I've been on the internet for longer than most people. In the late 1980s I entered Georgia State University as a Computer Science major. I was issued an account on a server connected to the internet due to my student membership in the Association for Computing Machinery in either 1989 or 1990. I already had experience with computers at that time, but they were standalone mainframe computers. My new account was on a Unix machine, with access to a variety of text based internet tools, including document retrieval programs archie and veronica, an early hypertext system known as gopher, and, more to the point of this post, the usenet newsgroups.
Usenet was a network of discussion groups, not a whole lot different from the various social media forums which exist on the current internet. There were the same noisy disputes, the same spamming and flame wars, and the same incivility. The differences were that there weren't a lot of graphics, the participants were, for the most part, professionally involved in technology, and the use of pseudonyms was pretty minimal.

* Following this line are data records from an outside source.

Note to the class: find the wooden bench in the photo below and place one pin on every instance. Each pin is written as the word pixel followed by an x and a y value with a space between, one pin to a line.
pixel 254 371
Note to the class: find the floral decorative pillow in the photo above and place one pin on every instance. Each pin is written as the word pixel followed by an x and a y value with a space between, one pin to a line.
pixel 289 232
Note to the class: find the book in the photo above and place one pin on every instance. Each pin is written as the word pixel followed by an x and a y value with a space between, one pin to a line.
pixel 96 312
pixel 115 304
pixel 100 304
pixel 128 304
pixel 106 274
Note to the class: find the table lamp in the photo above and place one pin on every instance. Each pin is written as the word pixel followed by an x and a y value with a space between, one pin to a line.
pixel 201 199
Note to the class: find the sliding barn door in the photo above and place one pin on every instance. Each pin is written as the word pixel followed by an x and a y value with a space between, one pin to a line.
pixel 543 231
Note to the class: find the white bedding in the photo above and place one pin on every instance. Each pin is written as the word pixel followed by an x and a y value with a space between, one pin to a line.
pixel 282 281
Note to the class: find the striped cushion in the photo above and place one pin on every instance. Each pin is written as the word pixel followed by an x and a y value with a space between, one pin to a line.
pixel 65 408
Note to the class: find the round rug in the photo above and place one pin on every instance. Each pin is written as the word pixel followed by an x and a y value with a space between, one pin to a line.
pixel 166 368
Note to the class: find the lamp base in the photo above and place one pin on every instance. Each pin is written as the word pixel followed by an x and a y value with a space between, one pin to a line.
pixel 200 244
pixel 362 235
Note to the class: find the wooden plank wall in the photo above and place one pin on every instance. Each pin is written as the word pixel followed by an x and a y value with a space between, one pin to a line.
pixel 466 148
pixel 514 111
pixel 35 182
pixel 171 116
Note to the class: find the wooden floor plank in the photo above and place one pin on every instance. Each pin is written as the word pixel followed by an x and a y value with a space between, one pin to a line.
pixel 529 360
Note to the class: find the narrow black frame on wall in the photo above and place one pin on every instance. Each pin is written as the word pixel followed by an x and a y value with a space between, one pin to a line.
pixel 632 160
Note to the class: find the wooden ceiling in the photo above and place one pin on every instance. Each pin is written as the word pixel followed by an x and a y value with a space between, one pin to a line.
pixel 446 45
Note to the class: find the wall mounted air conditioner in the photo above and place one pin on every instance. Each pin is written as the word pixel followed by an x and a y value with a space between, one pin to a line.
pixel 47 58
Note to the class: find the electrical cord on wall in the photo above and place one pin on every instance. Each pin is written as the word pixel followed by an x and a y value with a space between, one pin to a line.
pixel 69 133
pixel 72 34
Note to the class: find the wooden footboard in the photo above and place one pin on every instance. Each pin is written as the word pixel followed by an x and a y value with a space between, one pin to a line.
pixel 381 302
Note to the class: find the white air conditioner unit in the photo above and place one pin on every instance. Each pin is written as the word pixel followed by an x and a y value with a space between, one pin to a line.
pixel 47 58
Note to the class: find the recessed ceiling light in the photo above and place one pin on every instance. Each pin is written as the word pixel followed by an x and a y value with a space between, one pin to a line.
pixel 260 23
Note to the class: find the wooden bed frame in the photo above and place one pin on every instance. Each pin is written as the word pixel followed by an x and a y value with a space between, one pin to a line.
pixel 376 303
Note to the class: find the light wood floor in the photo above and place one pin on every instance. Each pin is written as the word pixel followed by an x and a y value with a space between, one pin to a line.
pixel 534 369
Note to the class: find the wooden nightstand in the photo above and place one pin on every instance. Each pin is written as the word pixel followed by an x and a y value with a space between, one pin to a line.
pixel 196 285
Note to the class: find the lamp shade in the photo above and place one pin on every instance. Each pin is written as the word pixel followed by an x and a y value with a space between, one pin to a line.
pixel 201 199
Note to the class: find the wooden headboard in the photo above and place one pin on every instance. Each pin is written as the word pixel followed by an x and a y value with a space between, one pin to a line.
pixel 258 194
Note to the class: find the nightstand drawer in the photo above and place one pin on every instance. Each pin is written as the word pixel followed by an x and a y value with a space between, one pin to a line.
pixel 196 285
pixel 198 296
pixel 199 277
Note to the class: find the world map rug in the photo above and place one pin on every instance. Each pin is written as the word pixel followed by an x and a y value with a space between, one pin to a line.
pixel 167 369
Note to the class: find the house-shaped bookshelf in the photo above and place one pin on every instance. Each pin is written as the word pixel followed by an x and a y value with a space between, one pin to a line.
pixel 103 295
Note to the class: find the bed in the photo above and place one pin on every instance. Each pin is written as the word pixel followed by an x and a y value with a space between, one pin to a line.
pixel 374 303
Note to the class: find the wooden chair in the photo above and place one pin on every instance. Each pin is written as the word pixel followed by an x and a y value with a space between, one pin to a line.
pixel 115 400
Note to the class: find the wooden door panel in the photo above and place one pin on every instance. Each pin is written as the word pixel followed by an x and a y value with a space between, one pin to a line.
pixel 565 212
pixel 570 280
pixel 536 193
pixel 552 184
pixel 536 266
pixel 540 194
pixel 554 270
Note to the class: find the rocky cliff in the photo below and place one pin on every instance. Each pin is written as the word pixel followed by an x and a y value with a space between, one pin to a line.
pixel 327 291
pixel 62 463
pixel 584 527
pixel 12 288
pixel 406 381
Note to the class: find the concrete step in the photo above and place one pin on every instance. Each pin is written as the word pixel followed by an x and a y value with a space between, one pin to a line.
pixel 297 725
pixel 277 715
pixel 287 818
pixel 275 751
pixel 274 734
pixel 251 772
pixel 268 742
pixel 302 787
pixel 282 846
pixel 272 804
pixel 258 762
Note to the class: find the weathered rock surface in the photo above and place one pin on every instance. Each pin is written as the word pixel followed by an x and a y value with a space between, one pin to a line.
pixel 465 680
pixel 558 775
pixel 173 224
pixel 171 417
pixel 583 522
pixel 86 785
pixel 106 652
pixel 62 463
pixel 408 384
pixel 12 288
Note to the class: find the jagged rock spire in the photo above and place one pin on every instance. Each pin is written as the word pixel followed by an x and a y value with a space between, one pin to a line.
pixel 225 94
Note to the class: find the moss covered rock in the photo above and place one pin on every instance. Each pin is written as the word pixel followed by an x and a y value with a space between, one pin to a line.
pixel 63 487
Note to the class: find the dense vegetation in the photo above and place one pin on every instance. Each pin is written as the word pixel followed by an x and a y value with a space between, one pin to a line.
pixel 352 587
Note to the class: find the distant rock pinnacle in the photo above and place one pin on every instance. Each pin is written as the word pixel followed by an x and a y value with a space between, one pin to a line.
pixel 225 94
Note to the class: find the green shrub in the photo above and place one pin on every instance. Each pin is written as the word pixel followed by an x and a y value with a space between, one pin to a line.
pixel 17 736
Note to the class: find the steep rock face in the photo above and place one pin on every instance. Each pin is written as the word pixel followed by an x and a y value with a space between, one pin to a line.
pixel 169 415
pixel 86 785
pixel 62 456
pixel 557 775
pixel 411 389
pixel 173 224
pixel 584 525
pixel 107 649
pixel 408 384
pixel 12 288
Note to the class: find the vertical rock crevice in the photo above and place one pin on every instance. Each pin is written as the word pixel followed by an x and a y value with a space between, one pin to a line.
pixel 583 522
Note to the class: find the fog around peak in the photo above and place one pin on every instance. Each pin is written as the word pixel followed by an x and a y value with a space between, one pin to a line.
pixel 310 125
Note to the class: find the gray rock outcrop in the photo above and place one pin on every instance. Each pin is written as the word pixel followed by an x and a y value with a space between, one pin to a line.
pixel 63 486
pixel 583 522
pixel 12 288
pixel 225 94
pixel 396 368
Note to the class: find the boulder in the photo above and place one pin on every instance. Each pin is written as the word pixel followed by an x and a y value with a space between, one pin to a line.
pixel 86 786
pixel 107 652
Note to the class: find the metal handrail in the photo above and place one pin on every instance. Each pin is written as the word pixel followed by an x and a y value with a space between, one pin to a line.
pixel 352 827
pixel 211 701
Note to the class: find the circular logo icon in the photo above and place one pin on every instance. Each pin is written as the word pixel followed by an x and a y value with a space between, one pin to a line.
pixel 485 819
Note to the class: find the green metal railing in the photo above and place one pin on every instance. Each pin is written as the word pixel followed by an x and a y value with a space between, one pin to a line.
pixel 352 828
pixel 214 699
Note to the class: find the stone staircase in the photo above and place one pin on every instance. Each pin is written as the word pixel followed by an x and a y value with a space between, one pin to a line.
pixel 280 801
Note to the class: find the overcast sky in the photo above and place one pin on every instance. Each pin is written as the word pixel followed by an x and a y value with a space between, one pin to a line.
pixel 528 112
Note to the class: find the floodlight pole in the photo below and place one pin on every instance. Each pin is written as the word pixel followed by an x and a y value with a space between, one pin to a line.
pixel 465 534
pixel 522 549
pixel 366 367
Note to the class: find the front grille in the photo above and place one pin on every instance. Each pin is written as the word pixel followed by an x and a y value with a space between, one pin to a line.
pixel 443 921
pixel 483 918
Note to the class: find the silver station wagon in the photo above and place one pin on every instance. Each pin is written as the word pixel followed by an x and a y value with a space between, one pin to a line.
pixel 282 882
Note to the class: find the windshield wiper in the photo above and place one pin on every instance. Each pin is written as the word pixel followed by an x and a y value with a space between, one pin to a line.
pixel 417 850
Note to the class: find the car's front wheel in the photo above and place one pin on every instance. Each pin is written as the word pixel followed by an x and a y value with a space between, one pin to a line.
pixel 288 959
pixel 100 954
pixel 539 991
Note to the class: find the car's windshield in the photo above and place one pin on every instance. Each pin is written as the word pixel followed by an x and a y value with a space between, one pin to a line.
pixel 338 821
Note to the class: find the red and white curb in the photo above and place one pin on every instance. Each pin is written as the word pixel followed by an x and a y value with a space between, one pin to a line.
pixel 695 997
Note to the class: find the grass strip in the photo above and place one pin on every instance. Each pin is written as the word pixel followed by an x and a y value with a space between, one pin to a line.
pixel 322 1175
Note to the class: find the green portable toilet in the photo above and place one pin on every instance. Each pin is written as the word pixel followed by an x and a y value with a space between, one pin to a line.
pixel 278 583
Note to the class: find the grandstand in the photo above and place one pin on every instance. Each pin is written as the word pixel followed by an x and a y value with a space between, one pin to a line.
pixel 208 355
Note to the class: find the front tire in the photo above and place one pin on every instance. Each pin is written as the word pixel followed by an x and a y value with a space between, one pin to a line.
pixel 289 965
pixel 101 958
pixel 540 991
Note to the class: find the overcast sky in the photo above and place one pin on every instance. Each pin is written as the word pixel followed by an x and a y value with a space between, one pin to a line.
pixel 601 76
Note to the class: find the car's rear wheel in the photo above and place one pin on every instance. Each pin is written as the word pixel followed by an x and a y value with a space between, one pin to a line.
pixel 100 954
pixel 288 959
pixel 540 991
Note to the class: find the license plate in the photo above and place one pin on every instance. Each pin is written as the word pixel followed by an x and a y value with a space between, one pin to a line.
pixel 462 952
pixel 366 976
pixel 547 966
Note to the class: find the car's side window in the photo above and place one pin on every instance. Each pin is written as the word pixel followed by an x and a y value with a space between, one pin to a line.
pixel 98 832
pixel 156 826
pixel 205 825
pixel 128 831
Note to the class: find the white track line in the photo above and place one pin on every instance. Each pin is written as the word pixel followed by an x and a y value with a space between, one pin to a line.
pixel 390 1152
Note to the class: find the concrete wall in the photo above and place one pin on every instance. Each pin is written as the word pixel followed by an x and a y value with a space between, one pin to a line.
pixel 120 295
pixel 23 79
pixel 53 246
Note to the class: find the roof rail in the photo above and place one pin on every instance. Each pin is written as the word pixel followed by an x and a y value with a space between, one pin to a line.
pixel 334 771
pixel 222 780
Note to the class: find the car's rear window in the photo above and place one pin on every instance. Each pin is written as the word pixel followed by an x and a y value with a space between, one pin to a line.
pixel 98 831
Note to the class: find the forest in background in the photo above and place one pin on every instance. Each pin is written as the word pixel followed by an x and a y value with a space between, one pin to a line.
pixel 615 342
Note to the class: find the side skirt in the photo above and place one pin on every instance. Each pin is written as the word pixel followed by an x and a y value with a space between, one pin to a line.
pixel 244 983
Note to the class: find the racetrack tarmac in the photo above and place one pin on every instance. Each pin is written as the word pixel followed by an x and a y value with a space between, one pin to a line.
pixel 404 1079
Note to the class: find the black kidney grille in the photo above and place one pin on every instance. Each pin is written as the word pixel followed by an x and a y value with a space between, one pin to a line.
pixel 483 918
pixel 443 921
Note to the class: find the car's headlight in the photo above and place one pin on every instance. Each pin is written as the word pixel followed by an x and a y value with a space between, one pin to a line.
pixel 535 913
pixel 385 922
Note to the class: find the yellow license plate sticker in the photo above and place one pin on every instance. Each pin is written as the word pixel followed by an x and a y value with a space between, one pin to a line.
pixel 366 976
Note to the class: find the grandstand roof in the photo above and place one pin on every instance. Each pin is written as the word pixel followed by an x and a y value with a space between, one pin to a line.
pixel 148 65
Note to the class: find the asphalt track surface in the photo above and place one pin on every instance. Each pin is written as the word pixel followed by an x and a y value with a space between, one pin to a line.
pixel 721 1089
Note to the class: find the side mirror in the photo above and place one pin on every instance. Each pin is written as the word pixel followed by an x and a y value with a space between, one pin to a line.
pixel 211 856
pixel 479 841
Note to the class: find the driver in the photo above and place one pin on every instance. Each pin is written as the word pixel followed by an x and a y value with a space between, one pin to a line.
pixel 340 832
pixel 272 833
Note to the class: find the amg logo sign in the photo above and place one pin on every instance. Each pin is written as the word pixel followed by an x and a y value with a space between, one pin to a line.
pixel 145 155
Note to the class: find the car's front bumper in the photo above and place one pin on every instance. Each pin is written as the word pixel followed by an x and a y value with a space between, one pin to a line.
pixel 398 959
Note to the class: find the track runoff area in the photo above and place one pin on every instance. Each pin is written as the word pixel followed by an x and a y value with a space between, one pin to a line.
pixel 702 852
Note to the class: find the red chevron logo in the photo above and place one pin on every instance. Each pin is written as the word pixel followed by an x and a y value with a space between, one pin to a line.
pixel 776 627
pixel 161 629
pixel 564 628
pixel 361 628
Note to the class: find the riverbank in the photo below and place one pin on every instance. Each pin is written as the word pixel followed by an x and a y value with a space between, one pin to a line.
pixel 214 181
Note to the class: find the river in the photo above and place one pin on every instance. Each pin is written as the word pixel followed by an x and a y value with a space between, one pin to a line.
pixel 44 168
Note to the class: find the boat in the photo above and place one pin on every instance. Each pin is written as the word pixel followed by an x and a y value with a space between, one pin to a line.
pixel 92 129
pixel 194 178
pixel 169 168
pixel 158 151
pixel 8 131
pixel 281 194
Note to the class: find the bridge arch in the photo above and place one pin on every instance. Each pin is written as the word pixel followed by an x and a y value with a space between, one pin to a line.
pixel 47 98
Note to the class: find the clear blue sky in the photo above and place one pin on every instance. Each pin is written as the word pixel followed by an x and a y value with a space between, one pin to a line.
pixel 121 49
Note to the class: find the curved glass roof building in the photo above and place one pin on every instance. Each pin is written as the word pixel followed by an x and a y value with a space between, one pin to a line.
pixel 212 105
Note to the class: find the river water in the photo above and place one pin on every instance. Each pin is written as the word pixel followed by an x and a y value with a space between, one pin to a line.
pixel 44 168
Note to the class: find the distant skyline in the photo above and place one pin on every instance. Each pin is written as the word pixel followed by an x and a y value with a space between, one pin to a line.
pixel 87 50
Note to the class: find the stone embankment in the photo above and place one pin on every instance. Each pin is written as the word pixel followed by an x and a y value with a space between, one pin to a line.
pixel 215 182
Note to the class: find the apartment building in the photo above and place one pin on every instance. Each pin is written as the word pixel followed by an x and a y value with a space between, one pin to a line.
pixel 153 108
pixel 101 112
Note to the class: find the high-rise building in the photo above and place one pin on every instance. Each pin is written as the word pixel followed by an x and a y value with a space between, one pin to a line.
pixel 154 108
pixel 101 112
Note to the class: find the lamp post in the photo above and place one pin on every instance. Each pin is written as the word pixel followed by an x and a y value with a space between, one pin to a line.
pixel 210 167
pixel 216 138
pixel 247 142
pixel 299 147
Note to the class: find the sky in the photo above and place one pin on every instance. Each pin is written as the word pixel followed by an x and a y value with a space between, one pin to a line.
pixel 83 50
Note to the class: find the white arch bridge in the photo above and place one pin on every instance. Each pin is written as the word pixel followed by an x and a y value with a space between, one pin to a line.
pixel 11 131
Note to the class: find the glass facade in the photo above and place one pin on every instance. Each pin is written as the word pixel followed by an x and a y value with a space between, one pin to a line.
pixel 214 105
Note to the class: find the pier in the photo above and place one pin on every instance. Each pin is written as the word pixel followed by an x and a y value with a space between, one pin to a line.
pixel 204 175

I've recently decided to retire every pseudonymous userid I have, and to only participate in discussions under my own name. The reason for this is that I'm fed up with the crazy partisan noise and the lack of civility which becomes easier to do with anonymity. Open identities don't necessarily eliminate rude behavior. Some of the political banter on Facebook is just as obnoxious as the ranting on political forums where identities are hidden. But I know that I'm much likelier to post something insulting if my identity is hidden than if I'm posting under my own name. It's a natural human characteristic.
What this will mean is that I'll have to be a lot more careful about what I say. It doesn't mean I'll hide my political or philosophical views. It just means I won't likely post them as the sort of sputtering rants which occur online all too often.
One of the things which led me to this decision was observing the difference in tone and content between the reader comment section of the website Politico and that of the New York Times. Politico's forum mostly consists of anonymous posters, while on the NYT comments have to be approved and posted under an actual name. The Politico comments often seem to be written by mentally deranged ten year olds. The Times comments tend to be intelligent and measured.
There are, of course, downsides to open identities, and I'm not suggesting that everyone adopt this approach. People working for companies where their social or political views might endanger their job security have more to lose than I do. I work for myself, and I'm unlikely to fire me. There are a number of other legitimate reasons for maintaining anonymity, but none of them apply to me.
Whether or not you participate in discussions openly, under your own name, I think it is a good policy to look over a communication before you send it, and ask yourself, "Would I say this to that person in a face to face discussion?" If the answer is no, you might want to delete the comment, and do something more productive.